Ukrainian President Volodymyr Zelenskiy said it was an honor for him to meet with Holocaust survivors, telling them on the eve of the 75th anniversary of the Auschwitz-Birkenau concentration camp's liberation that they are a living testament to the strength of humanity.
“Probably, humanity has not yet come up with the words that could describe the indestructability and strength of your spirit,” he said at a dinner on January 26 with Holocaust survivors and their families in Krakow, Poland, organized by the World Jewish Congress.
During his short speech, Zelenskiy denounced anti-Semitism and racism while speaking of the importance of protecting humanitarian values.
“Most of these memories have a common call: ‘Don’t be silent!’ The younger generation must know these stories, know about the horrors of the Holocaust in order to never allow anything like this on the planet again,” he said, receiving a standing ovation for his words.
Speaking through an interpreter, the Ukrainian president added: “You are strong and incredibly courageous. The Holocaust is named the dark period in the history of humanity. And you are the rays of sunshine that penetrated the darkness.”
On January 27, Zelenskiy is set to join more than 200 survivors and delegations from nearly 60 countries at the site of the former concentration camp where 1.1 million people were murdered, most of whom were Jews.

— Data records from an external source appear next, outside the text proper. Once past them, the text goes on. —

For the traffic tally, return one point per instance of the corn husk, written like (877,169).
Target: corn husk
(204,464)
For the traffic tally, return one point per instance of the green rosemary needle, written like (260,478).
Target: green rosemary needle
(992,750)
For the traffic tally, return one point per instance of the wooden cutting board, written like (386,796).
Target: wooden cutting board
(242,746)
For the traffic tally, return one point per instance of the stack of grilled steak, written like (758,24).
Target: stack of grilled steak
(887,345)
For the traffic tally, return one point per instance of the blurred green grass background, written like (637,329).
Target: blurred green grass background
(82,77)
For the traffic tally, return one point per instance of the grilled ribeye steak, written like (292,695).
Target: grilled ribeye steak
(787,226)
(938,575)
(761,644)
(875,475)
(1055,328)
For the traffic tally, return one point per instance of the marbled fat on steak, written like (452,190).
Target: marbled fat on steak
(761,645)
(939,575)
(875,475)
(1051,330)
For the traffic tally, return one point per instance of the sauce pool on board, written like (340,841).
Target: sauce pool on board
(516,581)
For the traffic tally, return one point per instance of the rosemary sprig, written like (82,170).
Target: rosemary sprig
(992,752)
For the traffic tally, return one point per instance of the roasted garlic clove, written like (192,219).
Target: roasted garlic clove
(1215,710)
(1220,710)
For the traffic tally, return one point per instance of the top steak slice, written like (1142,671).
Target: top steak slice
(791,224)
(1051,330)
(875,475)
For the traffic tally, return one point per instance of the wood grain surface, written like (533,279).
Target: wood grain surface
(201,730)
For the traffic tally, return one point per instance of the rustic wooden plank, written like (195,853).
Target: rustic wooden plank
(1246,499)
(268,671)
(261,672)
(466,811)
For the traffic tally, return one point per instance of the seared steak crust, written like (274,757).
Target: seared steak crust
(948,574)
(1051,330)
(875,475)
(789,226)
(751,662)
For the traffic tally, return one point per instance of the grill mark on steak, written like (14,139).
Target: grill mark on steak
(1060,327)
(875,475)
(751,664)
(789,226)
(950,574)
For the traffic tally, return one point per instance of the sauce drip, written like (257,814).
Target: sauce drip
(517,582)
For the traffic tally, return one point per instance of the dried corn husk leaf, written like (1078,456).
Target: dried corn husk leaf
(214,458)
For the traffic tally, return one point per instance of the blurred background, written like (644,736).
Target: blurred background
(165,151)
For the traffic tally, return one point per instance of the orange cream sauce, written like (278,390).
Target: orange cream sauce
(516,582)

Himself of Jewish heritage, Zelenskiy has said he had family members who perished in the Holocaust.
“Hatred needs to be done away with. It needs to be uprooted. We need to get rid of hatred because this is the single greatest power that is ruining our civilization,” Zelenskiy said. "We must stop evil before it actually threatens humanity.”
He also paid tribute to the Ukrainians who risked their own lives to save Jews, calling them a source of pride.
About 10 percent of the 27,362 Righteous Among The Nations were Ukrainian gentiles, according to the World Holocaust Remembrance Center.
“I am proud that more than 2,500 Ukrainians have been honored with this high title,” the Ukrainian president said.
Zelenskiy’s speech came amid concerns over a global resurgence in anti-Semitism.
A November 2019 survey by the U.S.-based Anti-Defamation League found that about one in four Europeans harbor "pernicious and pervasive" attitudes towards Jews, compared with 19 percent of North Americans.
In Germany, 42 percent agreed that "Jews still talk too much about what happened to them in the Holocaust,” the survey findings said.
Zelenskiy also is scheduled to meet with Polish President Andrzej Duda during the visit.